Footnote: When the FCC held hearings here in September, Newstips noted the Free Press study showing that Chicago has the lowest level of minority ownership among the nation’s 22 largest radio markets.

[MORE 11-12-07]

Obama and Kerry are cosponsors of legislation to halt the FCC’s rush to gut longstanding media ownership rules, Free Press reports.

The Media Ownership Act of 2007, sponsored by Sens. Byron Dorgan (D-SD) and Trent Lott (R-Miss.), would direct the FCC to hold hearings on the issue of localism — and create an independent minority and female ownership task force — before moving forward with any changes to media ownership limits.

Commented Ben Scott, policy director of Free Press:

“We are thrilled to see members from both sides of the aisle stand up for the public. This critical legislation will restore fairness and transparency in what has become a corrupt process at the FCC.

“In the rush to gut media ownership rules, the Commission has ignored the American people, neglected the media diversity crisis, and buried evidence that consolidation harms local communities.

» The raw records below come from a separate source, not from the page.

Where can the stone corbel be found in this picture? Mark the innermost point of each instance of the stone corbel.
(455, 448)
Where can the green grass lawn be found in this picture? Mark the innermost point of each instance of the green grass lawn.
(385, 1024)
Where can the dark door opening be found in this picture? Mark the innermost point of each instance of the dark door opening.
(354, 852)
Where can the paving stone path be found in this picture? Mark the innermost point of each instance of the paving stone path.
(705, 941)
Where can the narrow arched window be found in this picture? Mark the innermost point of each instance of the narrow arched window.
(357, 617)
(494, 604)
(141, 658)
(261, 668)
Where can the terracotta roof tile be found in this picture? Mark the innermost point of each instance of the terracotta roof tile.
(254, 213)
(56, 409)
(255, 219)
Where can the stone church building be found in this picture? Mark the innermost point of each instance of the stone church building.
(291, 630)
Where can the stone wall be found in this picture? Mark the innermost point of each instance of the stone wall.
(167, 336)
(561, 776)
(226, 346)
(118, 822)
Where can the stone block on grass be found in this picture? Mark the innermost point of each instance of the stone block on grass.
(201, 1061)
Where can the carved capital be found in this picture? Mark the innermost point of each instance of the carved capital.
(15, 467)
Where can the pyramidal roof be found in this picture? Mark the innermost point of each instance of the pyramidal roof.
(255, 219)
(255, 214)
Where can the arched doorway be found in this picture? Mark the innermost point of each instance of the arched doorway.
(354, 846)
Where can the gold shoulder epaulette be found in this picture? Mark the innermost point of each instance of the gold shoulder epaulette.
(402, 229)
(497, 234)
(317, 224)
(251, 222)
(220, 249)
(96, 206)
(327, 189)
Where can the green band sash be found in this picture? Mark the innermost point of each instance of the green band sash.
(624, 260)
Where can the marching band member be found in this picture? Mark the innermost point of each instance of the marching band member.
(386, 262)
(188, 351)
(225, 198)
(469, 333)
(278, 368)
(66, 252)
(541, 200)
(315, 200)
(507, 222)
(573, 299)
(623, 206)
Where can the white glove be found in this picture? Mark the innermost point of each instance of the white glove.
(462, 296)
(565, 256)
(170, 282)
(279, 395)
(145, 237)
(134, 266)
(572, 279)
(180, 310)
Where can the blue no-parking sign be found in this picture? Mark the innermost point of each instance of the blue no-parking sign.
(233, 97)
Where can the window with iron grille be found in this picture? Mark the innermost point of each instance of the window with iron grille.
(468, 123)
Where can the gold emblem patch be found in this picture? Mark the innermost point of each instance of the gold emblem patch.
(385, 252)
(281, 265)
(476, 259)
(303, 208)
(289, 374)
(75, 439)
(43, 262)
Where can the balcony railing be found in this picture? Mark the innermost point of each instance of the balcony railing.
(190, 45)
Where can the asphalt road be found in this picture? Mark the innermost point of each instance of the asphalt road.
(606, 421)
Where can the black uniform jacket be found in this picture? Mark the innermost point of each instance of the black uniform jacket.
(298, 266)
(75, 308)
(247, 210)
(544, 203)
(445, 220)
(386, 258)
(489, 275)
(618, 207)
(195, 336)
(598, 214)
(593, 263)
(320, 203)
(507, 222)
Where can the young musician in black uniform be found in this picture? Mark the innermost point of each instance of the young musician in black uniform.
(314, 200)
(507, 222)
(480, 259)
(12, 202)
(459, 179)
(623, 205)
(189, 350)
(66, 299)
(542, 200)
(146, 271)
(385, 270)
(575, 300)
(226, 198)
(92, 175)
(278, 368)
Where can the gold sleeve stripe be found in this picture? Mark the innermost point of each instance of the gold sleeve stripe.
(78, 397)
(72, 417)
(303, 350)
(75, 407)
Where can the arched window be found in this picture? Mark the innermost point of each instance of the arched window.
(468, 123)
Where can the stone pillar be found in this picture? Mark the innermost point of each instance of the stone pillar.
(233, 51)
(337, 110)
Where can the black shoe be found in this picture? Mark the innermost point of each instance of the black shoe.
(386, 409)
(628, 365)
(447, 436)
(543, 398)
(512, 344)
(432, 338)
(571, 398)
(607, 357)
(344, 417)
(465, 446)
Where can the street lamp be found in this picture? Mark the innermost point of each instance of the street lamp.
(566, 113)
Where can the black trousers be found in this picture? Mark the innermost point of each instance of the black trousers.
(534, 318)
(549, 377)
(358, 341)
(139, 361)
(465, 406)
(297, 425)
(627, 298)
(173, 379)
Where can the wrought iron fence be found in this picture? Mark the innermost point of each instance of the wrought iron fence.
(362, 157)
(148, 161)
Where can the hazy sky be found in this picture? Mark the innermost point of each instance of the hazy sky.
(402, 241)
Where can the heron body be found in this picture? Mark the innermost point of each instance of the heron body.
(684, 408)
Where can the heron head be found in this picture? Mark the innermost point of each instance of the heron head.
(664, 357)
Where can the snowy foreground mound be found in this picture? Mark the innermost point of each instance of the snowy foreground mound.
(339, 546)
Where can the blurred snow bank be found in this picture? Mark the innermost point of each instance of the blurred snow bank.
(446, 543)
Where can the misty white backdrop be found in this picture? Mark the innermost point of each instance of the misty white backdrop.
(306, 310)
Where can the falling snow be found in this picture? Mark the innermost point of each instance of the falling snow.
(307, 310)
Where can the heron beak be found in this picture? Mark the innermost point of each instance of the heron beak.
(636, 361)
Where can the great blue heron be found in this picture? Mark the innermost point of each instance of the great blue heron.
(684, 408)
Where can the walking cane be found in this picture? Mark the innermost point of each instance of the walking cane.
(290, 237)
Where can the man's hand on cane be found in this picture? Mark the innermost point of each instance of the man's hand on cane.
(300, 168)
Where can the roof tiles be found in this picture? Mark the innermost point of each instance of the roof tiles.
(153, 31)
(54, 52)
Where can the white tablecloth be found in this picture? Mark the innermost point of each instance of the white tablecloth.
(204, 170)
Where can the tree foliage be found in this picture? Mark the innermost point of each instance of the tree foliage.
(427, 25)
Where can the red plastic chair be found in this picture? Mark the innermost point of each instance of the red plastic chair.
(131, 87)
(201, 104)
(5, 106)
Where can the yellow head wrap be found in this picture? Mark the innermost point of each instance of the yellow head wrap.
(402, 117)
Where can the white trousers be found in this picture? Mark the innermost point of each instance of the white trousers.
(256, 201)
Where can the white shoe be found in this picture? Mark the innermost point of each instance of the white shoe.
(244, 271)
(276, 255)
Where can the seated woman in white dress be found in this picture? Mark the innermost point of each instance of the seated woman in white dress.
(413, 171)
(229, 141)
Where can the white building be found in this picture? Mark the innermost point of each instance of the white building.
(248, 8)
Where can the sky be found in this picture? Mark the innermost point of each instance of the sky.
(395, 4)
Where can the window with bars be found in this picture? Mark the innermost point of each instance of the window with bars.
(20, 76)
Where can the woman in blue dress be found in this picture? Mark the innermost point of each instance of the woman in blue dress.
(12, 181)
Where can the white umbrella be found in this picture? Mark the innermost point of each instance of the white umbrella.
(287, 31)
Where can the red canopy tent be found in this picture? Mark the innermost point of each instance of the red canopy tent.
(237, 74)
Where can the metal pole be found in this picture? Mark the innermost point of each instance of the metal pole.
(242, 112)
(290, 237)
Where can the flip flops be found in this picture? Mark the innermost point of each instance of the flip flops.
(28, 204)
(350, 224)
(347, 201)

The Media Ownership Act would hold the FCC accountable for listening to the public and ensuring that the public airwaves reflect America’s diverse local communities.

“The American people overwhelmingly oppose any rule changes that would allow big companies to swallow up more of their local media. This bill is an important reminder from Congress that the FCC must answer to the public, not corporate interests.”